His proposition would have Japan, which has been pursuing a stronger alliance with the U.S., more than double its defense budget.
Washington has been calling for Tokyo to share more of the burden for their collective security in the Indo-Pacific as China’s influence in the region continues to rise.
Japan has approved fiscal 2020 defense spending of 5.31 trillion yen ($50.5 billion), a record high but still just 0.9% of its GDP.
The Asian country has been careful to keep its defense budget under 1% of GDP in a so-called minimalist approach to security, conscious of concerns from neighboring South Korea and China, which have not forgotten World War II.
China announced this May a 2020 draft defense budget of 1.27 trillion yuan ($187 billion). The country’s military spending has hovered around 2% of GDP since 2000, according to the Washington-based Center for Strategic and International Studies.
Over the past year, Beijing has stepped up its activity near Japanese-administered Senkaku Islands, which it claims as the Diaoyu.
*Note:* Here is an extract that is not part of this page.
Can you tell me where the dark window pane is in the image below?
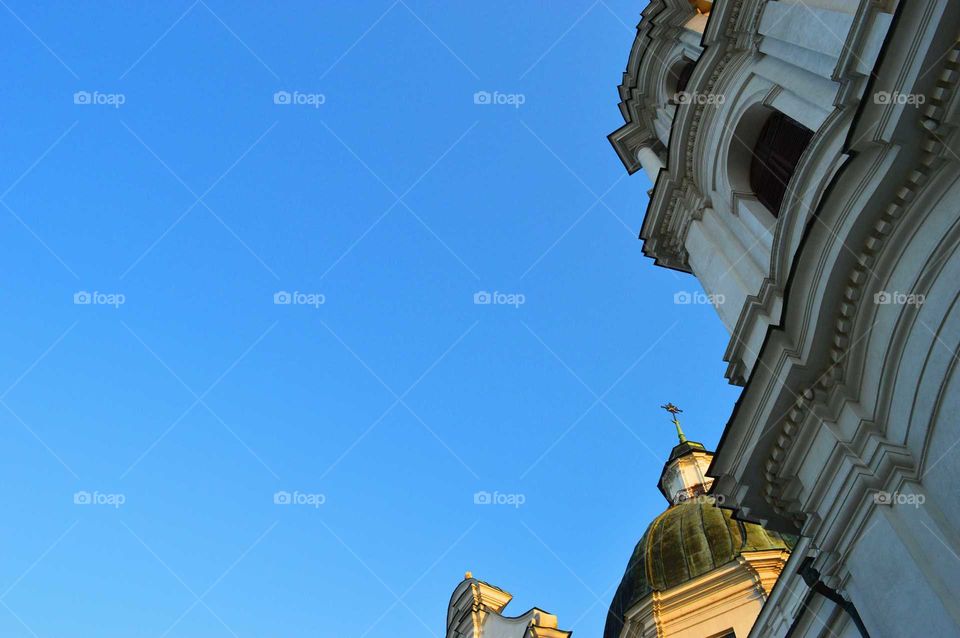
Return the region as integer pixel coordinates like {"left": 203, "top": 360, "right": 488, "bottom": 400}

It denies having an expansionist agenda.
“Washington needs to continue working with Tokyo to move Japan beyond its comfort zone to assume greater security roles with less restrictive rules of engagement,” wrote Bruce Klingner, senior research fellow for Northeast Asia at the Washington-based Heritage Foundation’s Asian Studies Center, in a report published last week.
The U.S. also reportedly asked Japan last year to quadruple payments for the continuing American military presence there.